#RWLion / Wonder Woman – Year One: Finale – The Truth: Part One

Redazione Geek Area

Arriviamo alla fine di Year One, in cui Rucka ha deciso di (ri)narrare le origini della principessa amazzone, ponendo l’attenzione sul suo primo periodo nel mondo degli uomini assieme a Steve Trevor e sullo scontro con i terroristi del gruppo SEAR. A manovrarli altri non è che Ares, e a spronare il Dio della Guerra altri non è che la stessa Diana e il segreto nascosto nella sua anima: l’ubicazione di Isola Paradiso

Ares fa la sua comparsa sulle pagine di Wonder Woman fin dal primo numero (parliamo del dicembre del 1941) e fin da subito occupa il posto di acerrimo nemico della principessa. Scelta obbligata visto il particolare periodo in cui nasce l’eroina (la seconda guerra mondiale infuriava da due anni e Pearl Harbour aveva da poco trascinato gli USA nel conflitto) negli anni è stato forse uno dei villain DC Comics ad aver subito meno modifiche. Fino a New 52 quando al guerriero in armatura si è sostituito un vecchio stanco e disilluso con le mani e i piedi sempre sporchi di sangue, che appare solo dove si sparge sangue inutilmente (la sua prima apparizione in questa veste è durante un attentato kamikaze in Libano).

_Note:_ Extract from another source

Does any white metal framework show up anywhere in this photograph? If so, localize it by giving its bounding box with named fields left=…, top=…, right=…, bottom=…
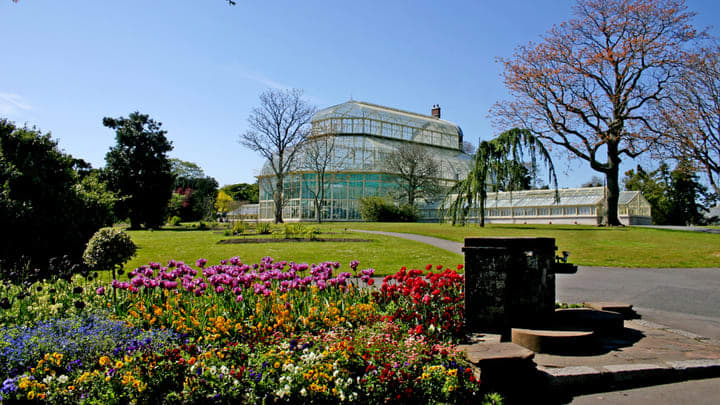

Rucka torna alle origini ridonando il vecchio aspetto al Dio della Guerra ma lasciandogli una parte della disillusione della precedente versione. Disillusione verso i mortali e la loro continua ricerca di autodistruzione. Se proprio l’uomo anela la guerra infinita Ares è disposto a dargliela con il virus Maru. Diana, contraltare perfetto di Ares, riesce a sconfiggerlo proprio dimostrandogli che il mondo degli uomini è comunque in equilibrio tra pace e guerra, con l’aiuto degli altri dei greci.

 

Se nel passato si può assaporare anche solo per un secondo la vittoria il presente è su tutt’altri toni. Ne La Verità: Parte Uno con l’eroina che ha ricevuto in dono la saggezza di Atena rinchiusa in manicomio tocca a Steve Trevor, Etta Candy e Barbara Ann Minerva fronteggiare la Guardia Divina, ossessionata dal ritrovare e imprigionare Diana.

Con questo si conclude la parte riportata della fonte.